Medical provider networking is one of the lessons taken from the AUBMC dean’s US experience at Harvard. Creating such partnerships, which represents the sixth component in AUBMC’s Vision 2020, is also on the agenda of regional interaction with Arab countries.
Although the six strategic items of the vision are equally important, implementation of some points does presuppose progress on other agenda items. The most pivotal point is reversing the brain drain by attracting highly qualified faculty members to Beirut. Expanding the hospital care capacity to about 360 beds in the immediate term and 600 beds later on is another facilitator required for entering into more strategic partnerships.
While a sound business model in today’s world is a must also for an academic medical center, the idea for AUBMC’s overall path forward is not commercial or profit-oriented but to financially sustain operations. “Sustainability is critical, otherwise you are losing money every year and cannot in fact have the best academic medical center,” says Sayegh.

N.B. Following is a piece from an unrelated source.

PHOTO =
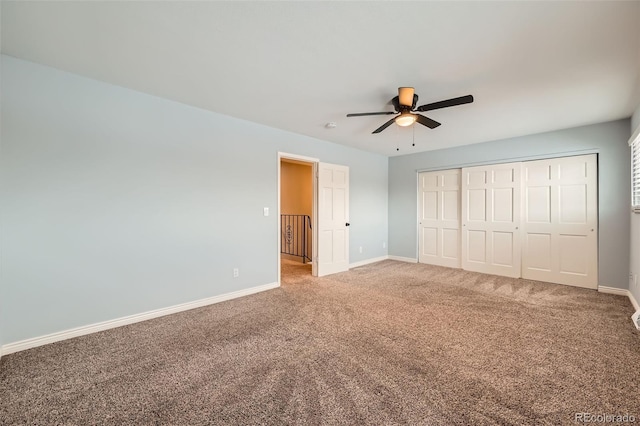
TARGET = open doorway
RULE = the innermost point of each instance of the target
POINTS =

This future will mean, however, a continued dependency on donors who support needy patients through several funds such as the Brave Heart Fund and the Neonate Fund, established in 2012. “The availability of citizens who believe in these missions is very important. You cannot sustain our operation with just pure business models, and none of the academic medical centers can do it unless [they] compromise either on training or on care,” says Sayegh.
Despite the uncertainties of the Lebanese health care system and despite anticipated dependency on the goodwill of the donor community, the leader of AUBMC and driver of Vision 2020 exhibits no shred of doubt in his return-on-investment projections. When asked how much value he expects each dollar invested in the institution’s universal upgrade project will generate, Sayegh’s answer is categorical: “hundreds, of course.”